09/06/2007 - CPC no evento da Mulher Contabilista
PAINEL: GOVERNANÇA CORPORATIVA
A governança corporativa não é um modismo. Ela veio para ficar, alertou a representante do Instituto Brasileiro de Governança Corporativa (IBGC), Sandra Guerra, debatedora do painel Governança Corporativa, coordenado pela contadora Verônica Souto Maior. Para Guerra, os escândalos financeiros, que sacudiram empresas como a Enron, Worldcom e Tycon, desempenharam um papel didático ao mostrar a importância da boa gestão nas corporações.
Na sua avaliação, o mercado de capitais brasileiro passou por uma fase inovadora a partir de 2004, em virtude da nova Lei das S.A. e do papel assumido pela CVM que ganhou maior independência para atuar como “xerife” do mercado. “A governança, porém, não é apenas para quem tem ações negociadas em bolsa, pois as instituições de crédito hoje já classificam as empresas com base em suas práticas corporativas.”

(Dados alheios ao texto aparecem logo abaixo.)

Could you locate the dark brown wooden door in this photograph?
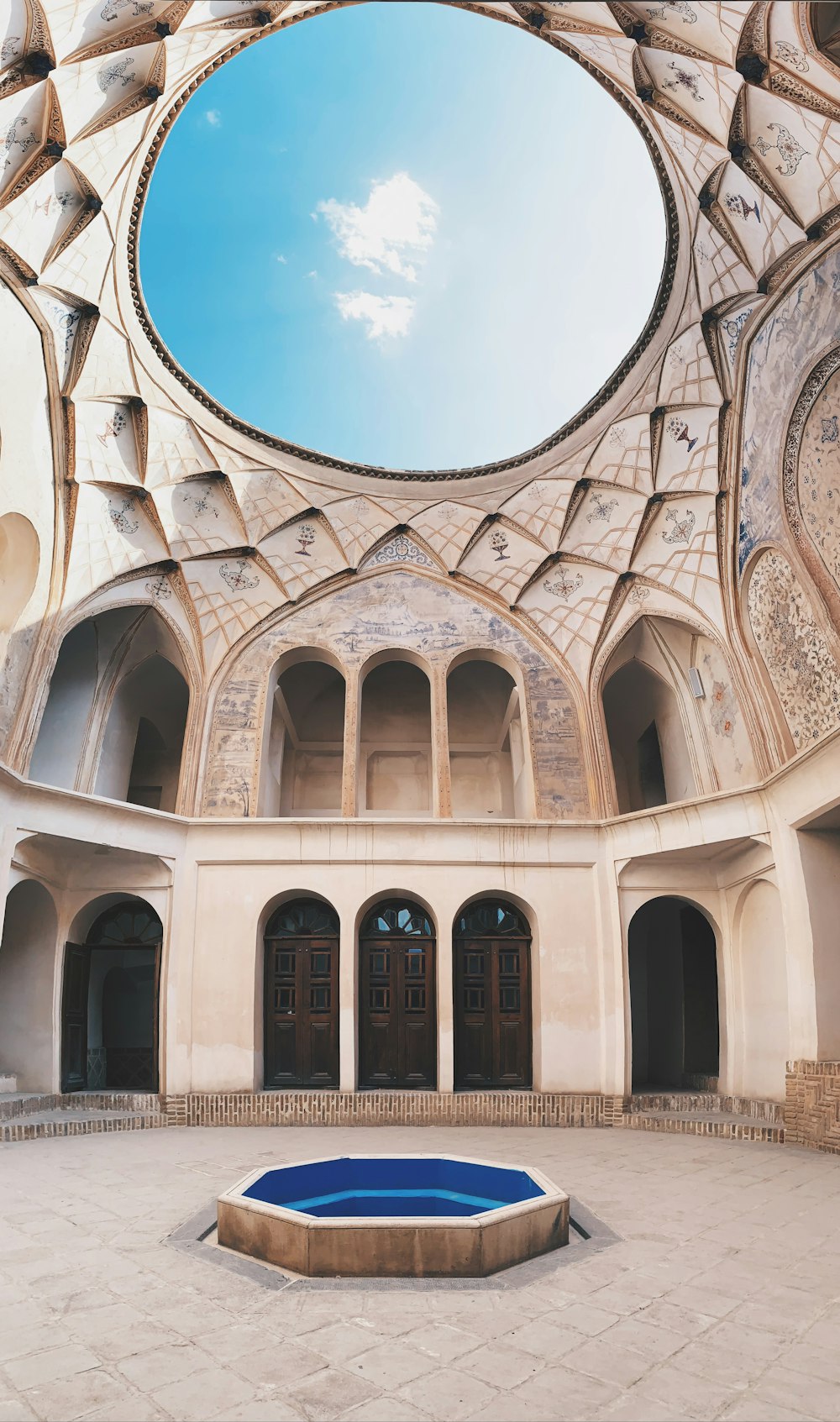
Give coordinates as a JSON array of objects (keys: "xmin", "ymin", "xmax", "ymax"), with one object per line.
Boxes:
[
  {"xmin": 265, "ymin": 899, "xmax": 339, "ymax": 1091},
  {"xmin": 61, "ymin": 942, "xmax": 91, "ymax": 1091},
  {"xmin": 358, "ymin": 903, "xmax": 438, "ymax": 1091},
  {"xmin": 454, "ymin": 901, "xmax": 533, "ymax": 1091}
]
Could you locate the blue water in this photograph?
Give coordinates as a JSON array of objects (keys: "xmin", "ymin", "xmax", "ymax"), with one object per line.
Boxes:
[{"xmin": 244, "ymin": 1156, "xmax": 543, "ymax": 1219}]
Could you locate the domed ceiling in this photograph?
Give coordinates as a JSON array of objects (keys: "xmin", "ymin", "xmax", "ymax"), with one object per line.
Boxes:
[{"xmin": 0, "ymin": 0, "xmax": 840, "ymax": 685}]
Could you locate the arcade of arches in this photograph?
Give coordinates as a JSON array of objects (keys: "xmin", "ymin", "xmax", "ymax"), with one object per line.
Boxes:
[{"xmin": 6, "ymin": 0, "xmax": 840, "ymax": 1149}]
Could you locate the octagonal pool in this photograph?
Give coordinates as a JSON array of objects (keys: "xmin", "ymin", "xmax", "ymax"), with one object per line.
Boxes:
[{"xmin": 216, "ymin": 1155, "xmax": 569, "ymax": 1277}]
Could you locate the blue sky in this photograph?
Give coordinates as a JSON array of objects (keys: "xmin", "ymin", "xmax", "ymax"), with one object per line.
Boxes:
[{"xmin": 141, "ymin": 0, "xmax": 665, "ymax": 470}]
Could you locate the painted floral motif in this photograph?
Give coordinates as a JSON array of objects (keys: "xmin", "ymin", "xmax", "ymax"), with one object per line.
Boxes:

A gerente de desenvolvimento de empresas da Bovespa, Wang Jiang Horng, informou que, de 2004 a abril deste ano, a média diária anual negociada na bolsa subiu de R$ 1,2 bi para 3,4 bilhões. “A Bolsa está cumprindo seu papel de ser uma fonte financiadora para as empresas.”
Já a representante do Ibracon, Ana Maria Elorrieta, observou que a ética está na base da governança corporativa, e os princípios básicos estão escorados na transparência, prestação de contas, equidade e responsabilidade corporativa. “E o trabalho do auditor envolve todos esses princípios.”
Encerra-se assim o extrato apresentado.